We Offseason Scattershots

The Super Bowl was a terribly climactic event, more so this year more than others, for this writer was even more invested in the NFL season than ever. This season was expertly and prudently observed and analyzed in the highest of impartial journalism by these Fearsome Foursome of sports journalists on J-E-T-S Blog Blog Blog.

Like the athletes and coaches themselves, we have signed off and gone on with the baptism of yet another long off-season. Take Fakehead for instance, he has jetted for the warmth of a resort in Mexico. Due to stalking, obsessive fans we can not reveal the exact location as this hustling reporter needs some well-earned time away. Before he resumes his duties in the summer as the J-E-T-S Blog Blog Blog Training Camp Beat Writer ( and one hell of a schedule, juggling being a high-powered attorney in Morris County and commuting to Hofstra to report on the daily GangGreen goings-on), it is time to reflect on the many breaking stories brought public by his insider bombshells. For instance, it was Faker who outed the story of Saban and Alabama, TO's attempted suicide, Jake Plummer's penis size, Curtis Martin's upcoming Comeback Tour and the impending sale of the Seattle Seahawks to Michael Jackson.

What's shocking is that because he is as vulgar as the snow is deep in New York State (-THAT'S the shit I went through!!!), he is disqualified for the Pulitzer. But does Faker care? Nah, He revels in his alter-ego because by day he fights for the law and by night he skirts it with his vigilante brand of sports journalism. He deserves a great vacation. Here he is with his wife relaxing on a remote Mexican beach:

He's had that Speedo since high school, people. Most of you - and I'm refering to the legions of fans out there, you know who you are - are probably wondering where our most philosophical and warmongering voice has gone. As are we all, secretive as always is the ever-elusive Mookie McFly is in one of three places.

There were whispers that he embarked in a journey commemorating Jack Kerouac's On The Road, personally retracing Kerouac's experiences and footsteps. However, I have not seen him in Denver so either he's not here yet or he is not doing that at all. The second possibility is that he is in his basement feverishly working like an enslaved Chinaman on re-vamping the J-E-T-S Blog Blog Blog. The third possibility is that he is at Mets Training Camp in Florida working undercover as an equipment manager/ urine sample collector and verifier.

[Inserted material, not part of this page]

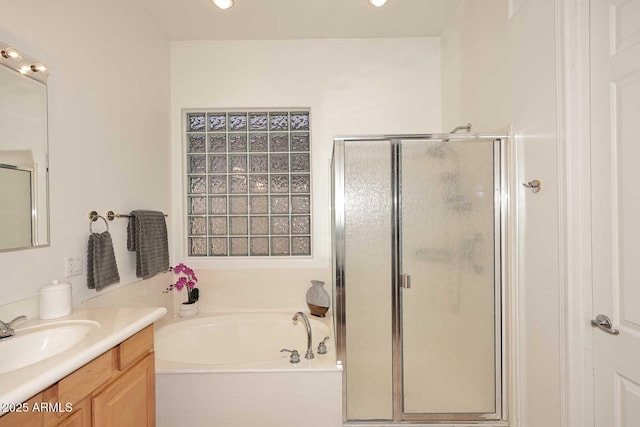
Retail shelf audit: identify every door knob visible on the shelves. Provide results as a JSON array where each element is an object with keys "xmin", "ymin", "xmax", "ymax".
[{"xmin": 590, "ymin": 314, "xmax": 620, "ymax": 335}]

Personally, I think McFly is at Number Two. The plot thickens however, because where is the Founding Father in All Of This? The UNRULY JETS FAN!

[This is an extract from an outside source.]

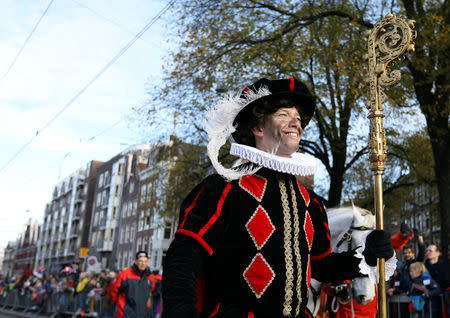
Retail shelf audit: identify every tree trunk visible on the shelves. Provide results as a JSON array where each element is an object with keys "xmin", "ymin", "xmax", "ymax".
[{"xmin": 327, "ymin": 152, "xmax": 346, "ymax": 207}]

Aha! He is very close to Mookster, as he has him chained to his computer desk! With whip in hand, Unruly is pushing McFly to his very limits on improving this blog.

I am still on location in Colorado, but my vacation is coming. On April 3rd I will be headed across the Atlantic to visit our European friends. If I don't get too much human feces thrown in my face for being an American and Republican-looking, I am looking forward to meeting Other White People. Sure, I'll only make it out of Holland once or twice, but that is only because I am a World War II buff and absolutely HAVE to go somewhere where they fought. I'm thinking Eindhoven, sight of the 101st Airborne Operation Market Garden, depicted in the incredible series Band of Brothers. Or it could be Arnhem, where the 82nd Airborne lived through Hell's Highway, or the Ardennes Forest, scene of the Battle of the Bulge, Hitler's last gamble. I could go on and on. Anyway, it was a great season, keep checking in for regular reports and Mets talk! Overfloater out.


Unruly said...

Overfarter, the off season is slowing up a little. But fret not. I have huge plans for this spring. Everything will be in place by fathers day 2007. Looking forward to seeing you in April. I have a whole scouting report coming out in the next day or so. Keep your shirt on their sugar tits.

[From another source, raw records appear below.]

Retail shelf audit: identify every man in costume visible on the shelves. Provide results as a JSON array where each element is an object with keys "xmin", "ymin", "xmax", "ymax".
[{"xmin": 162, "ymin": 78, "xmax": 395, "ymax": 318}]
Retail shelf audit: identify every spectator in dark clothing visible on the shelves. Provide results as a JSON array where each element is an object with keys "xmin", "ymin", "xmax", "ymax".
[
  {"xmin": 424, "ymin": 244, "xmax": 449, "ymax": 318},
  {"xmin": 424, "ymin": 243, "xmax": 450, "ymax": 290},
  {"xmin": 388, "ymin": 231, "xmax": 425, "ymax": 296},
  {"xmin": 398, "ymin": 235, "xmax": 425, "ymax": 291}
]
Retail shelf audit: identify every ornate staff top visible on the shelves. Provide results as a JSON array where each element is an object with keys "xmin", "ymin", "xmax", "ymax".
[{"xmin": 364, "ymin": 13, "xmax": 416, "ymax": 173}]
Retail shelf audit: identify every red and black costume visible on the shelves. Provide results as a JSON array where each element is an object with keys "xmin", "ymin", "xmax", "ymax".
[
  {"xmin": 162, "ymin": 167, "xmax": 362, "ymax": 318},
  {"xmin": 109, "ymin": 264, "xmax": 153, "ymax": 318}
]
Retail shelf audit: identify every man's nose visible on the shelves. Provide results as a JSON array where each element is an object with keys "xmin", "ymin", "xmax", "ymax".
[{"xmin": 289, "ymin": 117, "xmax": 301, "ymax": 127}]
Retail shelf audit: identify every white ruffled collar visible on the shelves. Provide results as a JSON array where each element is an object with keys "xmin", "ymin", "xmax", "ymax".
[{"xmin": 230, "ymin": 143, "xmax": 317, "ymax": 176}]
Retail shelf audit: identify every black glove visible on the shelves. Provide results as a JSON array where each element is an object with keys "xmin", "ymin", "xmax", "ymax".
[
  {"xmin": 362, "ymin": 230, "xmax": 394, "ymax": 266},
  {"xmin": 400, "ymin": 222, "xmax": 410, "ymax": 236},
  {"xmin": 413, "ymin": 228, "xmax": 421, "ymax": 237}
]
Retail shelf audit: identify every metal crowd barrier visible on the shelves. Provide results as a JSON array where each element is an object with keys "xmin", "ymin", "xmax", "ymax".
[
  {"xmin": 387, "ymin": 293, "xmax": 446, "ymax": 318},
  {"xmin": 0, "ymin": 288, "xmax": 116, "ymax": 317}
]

McFly will be allowed to come out of the cellar when he decides how to create a forum. Until then he will stay down there. Don't worry, I am giving him two cups of water a day. And I hear you can live without food for 45 days. It has only been 15 so he is should be fine now.

The Overfloater said...

Your gonna need to feed him some mind food. Either that or give him some water fortified with vitamins. If you kill him too soon or his brain just breaks down, then all our aspirations for the fame and riches that will surely be our downfall will never come true. So play it good, Unruly! You only have one shot at this.

4/11/07. Some public golf course in NJ.

Unruly Jets Fan said...

Dude, we are not going to play at some golf course. We are going to play at my club. When I say my club, I am referring to the County Course System. There are actually some really nice courses. I say Flanders we go to, which I think is the nicest. FP is ok, but it is short. It is a executive course, meaning a lot of par 3's and 4's. No Par fives. Stick with me, we are all set my friend.

Just gave McFart some gatorade. He seemed to chirp up a little after that. Smell ya.